In recent years, machine-learning approaches for data analysis have been widely explored for recognizing patterns which, in turn, allow extraction of significant information contained within a large data set that may also include data consisting of nothing more than irrelevant detail. Learning machines comprise algorithms that may be trained to generalize using data with known outcomes. Trained learning machine algorithms may then be applied to predict the outcome in cases of unknown outcome, i.e., to classify the data according to learned patterns. Machine-learning approaches, which include neural networks, hidden Markov models, belief networks and kernel-based classifiers such as support vector machines, are ideally suited for domains characterized by the existence of large amounts of data, noisy patterns and the absence of general theories. Support vector machines are disclosed in U.S. Pat. Nos. 6,128,608 and 6,157,921, both of which are assigned to the assignee of the present application and are incorporated herein by reference.
Many successful approaches to pattern classification, regression, clustering, and novelty detection problems rely on kernels for determining the similarity of a pair of patterns.

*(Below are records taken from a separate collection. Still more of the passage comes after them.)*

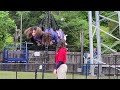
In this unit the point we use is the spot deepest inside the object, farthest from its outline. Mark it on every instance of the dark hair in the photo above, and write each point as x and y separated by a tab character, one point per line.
61	43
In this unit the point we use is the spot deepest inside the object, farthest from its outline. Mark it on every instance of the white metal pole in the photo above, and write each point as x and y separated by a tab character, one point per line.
91	42
21	33
98	39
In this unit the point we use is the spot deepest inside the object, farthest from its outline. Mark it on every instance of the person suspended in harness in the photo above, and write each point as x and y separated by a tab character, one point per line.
35	34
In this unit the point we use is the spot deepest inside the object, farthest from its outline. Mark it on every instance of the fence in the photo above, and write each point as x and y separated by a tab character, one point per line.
42	71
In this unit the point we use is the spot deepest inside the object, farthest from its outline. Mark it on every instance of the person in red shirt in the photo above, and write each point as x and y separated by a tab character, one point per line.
60	60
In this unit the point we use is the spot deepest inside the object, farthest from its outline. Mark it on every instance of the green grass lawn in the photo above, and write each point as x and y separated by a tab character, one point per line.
31	75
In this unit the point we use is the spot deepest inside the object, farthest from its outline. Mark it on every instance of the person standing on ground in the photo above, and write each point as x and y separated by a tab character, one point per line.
60	60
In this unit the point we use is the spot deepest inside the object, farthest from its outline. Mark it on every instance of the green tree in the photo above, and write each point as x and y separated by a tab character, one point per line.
6	24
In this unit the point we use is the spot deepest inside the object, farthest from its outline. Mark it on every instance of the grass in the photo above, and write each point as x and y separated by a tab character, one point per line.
31	75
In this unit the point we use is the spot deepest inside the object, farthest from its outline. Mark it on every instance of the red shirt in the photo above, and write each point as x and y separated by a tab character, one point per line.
61	55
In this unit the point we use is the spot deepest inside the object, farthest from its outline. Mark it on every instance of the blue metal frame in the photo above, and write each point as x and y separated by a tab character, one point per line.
23	54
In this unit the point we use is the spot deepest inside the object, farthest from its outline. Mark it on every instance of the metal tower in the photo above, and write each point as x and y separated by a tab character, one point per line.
94	23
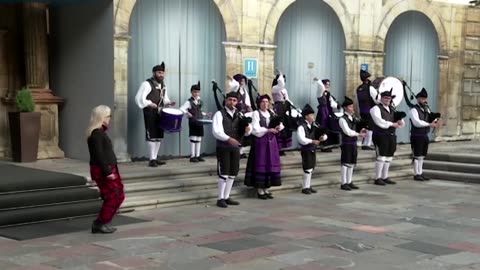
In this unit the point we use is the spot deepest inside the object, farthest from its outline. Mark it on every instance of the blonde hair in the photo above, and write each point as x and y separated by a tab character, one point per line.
97	117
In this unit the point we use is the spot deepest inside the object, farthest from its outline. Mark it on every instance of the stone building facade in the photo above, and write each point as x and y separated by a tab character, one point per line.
251	27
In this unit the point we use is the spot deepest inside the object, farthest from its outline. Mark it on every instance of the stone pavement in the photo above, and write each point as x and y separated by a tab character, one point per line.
418	226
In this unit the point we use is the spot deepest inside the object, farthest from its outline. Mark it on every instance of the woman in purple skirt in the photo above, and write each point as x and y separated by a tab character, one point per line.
282	107
263	165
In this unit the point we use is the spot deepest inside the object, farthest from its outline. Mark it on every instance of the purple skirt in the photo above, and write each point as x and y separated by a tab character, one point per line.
263	165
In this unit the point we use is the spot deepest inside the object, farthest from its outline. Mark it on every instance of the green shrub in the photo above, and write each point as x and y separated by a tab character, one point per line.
24	100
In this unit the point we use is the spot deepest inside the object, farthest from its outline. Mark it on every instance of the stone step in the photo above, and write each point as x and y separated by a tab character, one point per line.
135	203
452	166
453	176
468	158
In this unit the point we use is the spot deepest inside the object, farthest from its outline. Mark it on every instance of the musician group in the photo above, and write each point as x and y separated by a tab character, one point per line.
242	120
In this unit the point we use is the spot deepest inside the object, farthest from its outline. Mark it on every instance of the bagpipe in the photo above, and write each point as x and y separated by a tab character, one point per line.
384	84
244	120
432	116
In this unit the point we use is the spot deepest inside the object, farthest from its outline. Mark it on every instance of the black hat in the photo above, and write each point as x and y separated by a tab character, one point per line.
422	93
364	75
160	67
195	87
275	80
307	110
232	94
347	102
387	93
239	77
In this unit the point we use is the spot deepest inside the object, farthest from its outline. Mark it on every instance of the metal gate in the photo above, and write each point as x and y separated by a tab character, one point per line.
187	35
412	51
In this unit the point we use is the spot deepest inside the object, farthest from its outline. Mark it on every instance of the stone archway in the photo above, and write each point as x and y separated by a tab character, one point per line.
393	9
447	92
338	6
122	13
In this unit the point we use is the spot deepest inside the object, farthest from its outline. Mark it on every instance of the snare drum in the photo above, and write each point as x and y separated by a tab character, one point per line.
171	120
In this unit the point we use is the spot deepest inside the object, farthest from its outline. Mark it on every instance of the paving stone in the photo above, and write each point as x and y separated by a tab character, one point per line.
260	230
461	258
428	248
236	245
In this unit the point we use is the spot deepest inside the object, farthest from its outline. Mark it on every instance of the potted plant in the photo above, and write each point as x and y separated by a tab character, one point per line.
24	128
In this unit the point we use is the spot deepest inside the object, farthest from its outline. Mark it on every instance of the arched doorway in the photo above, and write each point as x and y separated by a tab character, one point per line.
412	50
187	35
311	43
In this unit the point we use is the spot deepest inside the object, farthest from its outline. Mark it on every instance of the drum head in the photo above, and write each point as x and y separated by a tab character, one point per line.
172	111
387	83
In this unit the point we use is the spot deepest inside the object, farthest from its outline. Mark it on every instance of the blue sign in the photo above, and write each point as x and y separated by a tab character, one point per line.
364	67
250	68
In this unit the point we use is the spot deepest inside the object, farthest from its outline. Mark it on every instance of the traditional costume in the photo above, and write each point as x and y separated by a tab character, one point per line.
325	115
306	134
263	165
365	103
348	125
282	107
195	129
384	138
226	125
153	92
419	139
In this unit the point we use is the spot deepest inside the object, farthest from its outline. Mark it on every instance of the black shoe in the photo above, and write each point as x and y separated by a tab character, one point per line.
231	202
388	181
221	203
152	163
306	191
379	182
352	186
418	177
262	196
101	228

These kernels are usually defined for patterns that can be represented as a vector of real numbers. For example, the liner kernels, radial basis function kernels, and polynomial kernels all measure the similarity of a pair of real vectors. Such kernels are appropriate when the patterns are best represented in this way, as a sequence of real numbers. The choice of a kernel corresponds to the choice of representation of the data in a feature space. In many applications, the patterns have a greater degree of structure. This structure can be exploited to improve the performance of the learning system. Examples of the types of structured data that commonly occur in machine learning applications are strings, such as DNA sequences, and documents; trees, such as parse trees used in natural language processing; graphs, such as web sites or chemical molecules; signals, such as ECG signals and microarray expression profiles; spectra; images; spatio-temporal data; and relational data, among others.
For structural objects, kernels methods are often applied by first finding a mapping from the structured objects to a vector of real numbers. In one embodiment of the kernel selection method, the invention described herein provides an alternative approach which may be applied to the selection of kernels which may be used for structured objects.
Many problems in bioinformatics, chemistry and other industrial processes involve the measurement of some features of samples by means of an apparatus whose operation is subject to fluctuations, influenced for instance by the details of the preparation of the measurement, or by environmental conditions such as temperature. For example, analytical instruments that rely on scintillation crystals for detecting radiation are known to be temperature sensitive, with additional noise or signal drift occurring if the crystals are not maintained within a specified temperature range. Data recorded using such measurement devices is subject to problems in subsequent processing, which can include machine learning methods. Therefore, it is desirable to provide automated ways of dealing with such data.
In certain classification tasks, there is a priori knowledge about the invariances related to the task. For instance, in image classification, it is known that the label of a given image should not change after a small translation or rotation. In a second embodiment of the method for selecting kernels for kernel machines, to improve performance, prior knowledge such as known transformation invariances or noise distribution is incorporated in the kernels. A technique is disclosed in which noise is represented as vectors in a feature space. The noise vectors are taken into account in constructing invariant kernel classifiers to obtain a decision function that is invariant with respect to the noise.